National parks are getting hotter twice as quickly as the rest of the US

Smoke from Ferguson Fire hangs over Yosemite National Park
AP Photo/Noah Berger
This summer’s hot, dry weather led to wildfires near Yosemite National Park, shutting the park down for days.
By Jane C. Hu

Reporter

This article is more than 2 years old.

The US national park service is home to 417 protected areas, showcasing some of the country’s most beautiful sites, like sandstone formations in Arches National Park, the lush rainforests of Olympic National Park, and the towering granite walls in Yosemite.
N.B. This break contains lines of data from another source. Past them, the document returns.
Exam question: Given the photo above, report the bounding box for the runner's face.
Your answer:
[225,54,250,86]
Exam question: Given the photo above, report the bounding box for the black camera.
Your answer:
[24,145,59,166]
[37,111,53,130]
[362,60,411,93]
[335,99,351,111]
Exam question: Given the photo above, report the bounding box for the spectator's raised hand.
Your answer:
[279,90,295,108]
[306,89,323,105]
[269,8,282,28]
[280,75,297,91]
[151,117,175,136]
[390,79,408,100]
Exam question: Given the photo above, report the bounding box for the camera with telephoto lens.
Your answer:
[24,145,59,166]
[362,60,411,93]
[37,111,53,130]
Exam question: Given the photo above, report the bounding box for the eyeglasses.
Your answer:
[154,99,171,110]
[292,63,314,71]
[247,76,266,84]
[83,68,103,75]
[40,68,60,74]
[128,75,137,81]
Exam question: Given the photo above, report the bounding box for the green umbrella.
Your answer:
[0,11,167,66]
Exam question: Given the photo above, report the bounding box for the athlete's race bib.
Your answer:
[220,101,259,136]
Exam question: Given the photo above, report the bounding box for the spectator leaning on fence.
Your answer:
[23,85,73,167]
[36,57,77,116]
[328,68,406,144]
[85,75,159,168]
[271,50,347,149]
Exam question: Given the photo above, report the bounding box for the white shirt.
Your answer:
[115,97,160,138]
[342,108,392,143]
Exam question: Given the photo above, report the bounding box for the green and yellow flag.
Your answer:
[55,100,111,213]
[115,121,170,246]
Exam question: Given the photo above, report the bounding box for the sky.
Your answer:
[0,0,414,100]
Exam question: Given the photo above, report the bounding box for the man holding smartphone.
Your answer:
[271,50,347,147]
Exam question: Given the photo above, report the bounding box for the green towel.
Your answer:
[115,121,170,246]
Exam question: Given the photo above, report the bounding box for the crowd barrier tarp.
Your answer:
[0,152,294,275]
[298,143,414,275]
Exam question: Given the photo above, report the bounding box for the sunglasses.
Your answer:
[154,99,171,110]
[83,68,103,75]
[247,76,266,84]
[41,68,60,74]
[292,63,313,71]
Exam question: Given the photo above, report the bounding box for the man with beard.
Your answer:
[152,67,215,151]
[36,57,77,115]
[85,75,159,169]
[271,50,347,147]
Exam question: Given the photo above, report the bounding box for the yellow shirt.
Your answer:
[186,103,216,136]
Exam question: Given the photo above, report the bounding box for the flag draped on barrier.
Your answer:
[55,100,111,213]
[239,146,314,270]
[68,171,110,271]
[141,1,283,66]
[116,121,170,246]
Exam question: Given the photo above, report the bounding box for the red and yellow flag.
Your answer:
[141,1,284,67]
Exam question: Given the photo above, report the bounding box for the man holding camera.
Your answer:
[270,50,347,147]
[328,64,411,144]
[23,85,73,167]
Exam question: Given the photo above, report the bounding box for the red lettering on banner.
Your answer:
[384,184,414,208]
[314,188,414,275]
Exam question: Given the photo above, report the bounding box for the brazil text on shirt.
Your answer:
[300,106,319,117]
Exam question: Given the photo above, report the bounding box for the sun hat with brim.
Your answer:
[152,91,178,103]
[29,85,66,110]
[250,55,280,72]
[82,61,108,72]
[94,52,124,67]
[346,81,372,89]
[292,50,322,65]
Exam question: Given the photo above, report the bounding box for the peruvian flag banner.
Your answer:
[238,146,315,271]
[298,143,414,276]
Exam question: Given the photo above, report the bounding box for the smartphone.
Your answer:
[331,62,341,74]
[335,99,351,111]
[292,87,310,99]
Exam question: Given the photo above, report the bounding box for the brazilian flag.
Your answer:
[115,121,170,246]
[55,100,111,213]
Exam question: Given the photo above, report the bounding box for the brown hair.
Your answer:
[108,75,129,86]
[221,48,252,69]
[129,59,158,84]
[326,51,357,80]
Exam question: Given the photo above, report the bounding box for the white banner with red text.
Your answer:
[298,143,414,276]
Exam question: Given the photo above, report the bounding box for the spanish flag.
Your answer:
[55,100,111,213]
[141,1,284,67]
The parks preserve delicate, unique ecosystems, and the natural resources they harbor.

But as climate change progresses, it appears that national parks are particularly vulnerable. Over the last 100 or so years, the average temperature in national parks has increased at double the rate of the rest of the US. Rain and snowfall have also decreased at a faster rate than the rest of the US.
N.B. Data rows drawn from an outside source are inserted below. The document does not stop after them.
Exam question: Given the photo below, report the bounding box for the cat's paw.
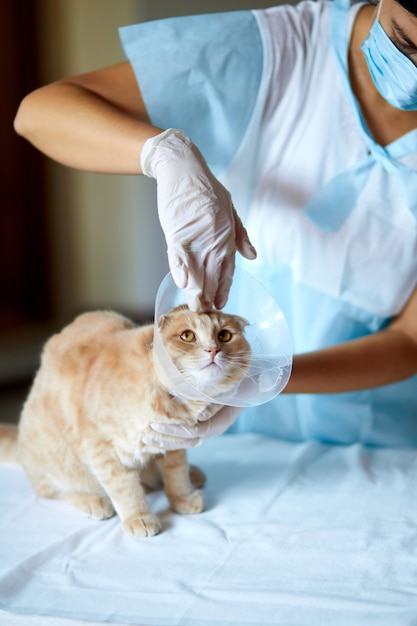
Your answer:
[123,513,161,537]
[170,489,204,515]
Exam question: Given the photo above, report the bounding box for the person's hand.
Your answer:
[141,129,256,311]
[142,406,242,452]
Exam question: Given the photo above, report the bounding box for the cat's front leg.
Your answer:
[157,450,204,514]
[91,455,161,537]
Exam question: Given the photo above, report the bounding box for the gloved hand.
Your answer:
[142,406,242,452]
[141,129,256,311]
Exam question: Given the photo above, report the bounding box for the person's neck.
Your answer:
[348,5,417,146]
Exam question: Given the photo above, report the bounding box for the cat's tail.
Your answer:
[0,424,20,464]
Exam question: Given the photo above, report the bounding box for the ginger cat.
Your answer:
[0,305,250,536]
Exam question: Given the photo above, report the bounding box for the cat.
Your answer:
[0,305,250,536]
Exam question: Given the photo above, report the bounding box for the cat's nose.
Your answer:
[206,346,220,359]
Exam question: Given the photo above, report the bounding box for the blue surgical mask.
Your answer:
[361,0,417,111]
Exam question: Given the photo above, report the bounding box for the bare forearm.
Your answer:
[284,329,417,393]
[15,66,160,174]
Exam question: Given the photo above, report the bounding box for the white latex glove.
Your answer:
[141,129,256,311]
[142,406,242,452]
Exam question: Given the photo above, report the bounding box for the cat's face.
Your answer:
[159,305,250,393]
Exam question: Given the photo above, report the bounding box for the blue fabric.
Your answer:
[119,11,263,174]
[305,0,417,232]
[230,263,417,447]
[121,0,417,446]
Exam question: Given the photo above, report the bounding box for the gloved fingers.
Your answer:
[202,406,242,432]
[186,253,217,313]
[142,432,201,453]
[233,208,257,261]
[214,254,235,309]
[151,406,242,440]
[168,249,188,289]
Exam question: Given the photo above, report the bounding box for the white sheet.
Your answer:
[0,434,417,626]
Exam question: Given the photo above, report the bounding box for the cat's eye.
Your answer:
[217,329,232,343]
[180,330,195,343]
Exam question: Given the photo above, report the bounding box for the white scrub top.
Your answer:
[120,0,417,446]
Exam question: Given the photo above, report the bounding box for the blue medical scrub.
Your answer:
[120,0,417,446]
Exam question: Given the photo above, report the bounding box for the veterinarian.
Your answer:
[15,0,417,447]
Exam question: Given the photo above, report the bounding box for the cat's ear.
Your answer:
[158,304,188,330]
[233,315,250,330]
[158,313,174,330]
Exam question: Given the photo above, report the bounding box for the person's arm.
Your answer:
[14,62,161,174]
[15,62,256,311]
[284,289,417,393]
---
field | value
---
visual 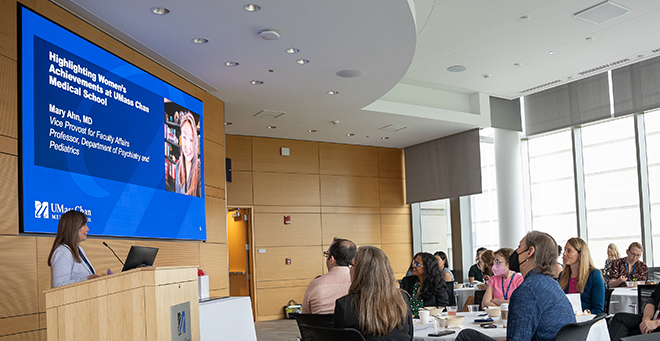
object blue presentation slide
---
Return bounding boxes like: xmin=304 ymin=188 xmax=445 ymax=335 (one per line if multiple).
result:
xmin=19 ymin=8 xmax=206 ymax=240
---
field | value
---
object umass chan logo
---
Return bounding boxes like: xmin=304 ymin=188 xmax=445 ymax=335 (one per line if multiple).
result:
xmin=34 ymin=200 xmax=92 ymax=222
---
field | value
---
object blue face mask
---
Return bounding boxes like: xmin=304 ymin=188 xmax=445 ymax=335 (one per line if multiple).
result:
xmin=509 ymin=248 xmax=529 ymax=272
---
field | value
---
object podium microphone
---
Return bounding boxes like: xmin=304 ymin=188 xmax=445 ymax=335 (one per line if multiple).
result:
xmin=103 ymin=242 xmax=124 ymax=265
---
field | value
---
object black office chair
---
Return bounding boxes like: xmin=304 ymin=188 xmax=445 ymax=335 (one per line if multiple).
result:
xmin=555 ymin=313 xmax=607 ymax=341
xmin=445 ymin=281 xmax=456 ymax=305
xmin=298 ymin=323 xmax=366 ymax=341
xmin=291 ymin=314 xmax=335 ymax=341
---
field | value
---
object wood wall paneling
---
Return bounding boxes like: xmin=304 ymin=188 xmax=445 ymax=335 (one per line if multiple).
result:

According to a new analysis, that trend is set to continue (pdf): In the best-case scenario, more than half of national park land could experience warming of more than 2°C (3.6°F). In the worst, temperatures could increase a whopping 9°C (16°F).

REUTERS/Charles Platiau
Arches National Park in Moab, Utah.

The study, published this week in Environmental Research Letters, is the first to examine climate-change trends over all 417 national parks. In their analysis, climate scientists modeled how temperature and precipitation would change over the next century according to four scenarios. The worst-case scenario is one in which society does nothing to address climate change; the best-case assumes we’ve implemented the terms of the Paris agreement, and global temperatures still rise, but less dramatically. The other two scenarios fall somewhere in between the two. (The way things are going currently, we’re closer to the worst-case scenario than the best, by the way.)

Warmer, drier national parks could spell danger for the communities that rely on their resources. Lead author Patrick Gonzalez, an ecologist at the University of California-Berkeley, gives the example of Hetch Hetchy Reservoir in Yosemite National Park, which provides drinking water to San Francisco. Reduced snowfall would mean less water in the reservoir, and warmer temperatures may lead to a series of cascading effects: Warmer weather allows bark beetles to thrive, which in turn kill trees, causing soil erosion that reduces the quality of the reservoir’s water.

AP Photo/Al Golub
O’Shaughnessey Dam on Hetch Hetchy reservoir, which provides drinking water and hydropower to the San Francisco Bay area.

Having this data on hand could help natural-resource managers identify the most vulnerable areas and create conservation plans for at-risk plants and animals. But, of course, the best-case scenario would be that we collectively make an effort to decrease emissions. Many national parks, for instance, are adding solar power to their grid or public-transit systems for visitors.

“Cutting carbon pollution from cars, power plants, and other human sources can save parks from the most extreme heat,” Gonzalez says. “Preventing damage is more effective and less costly than cleaning up the damage.”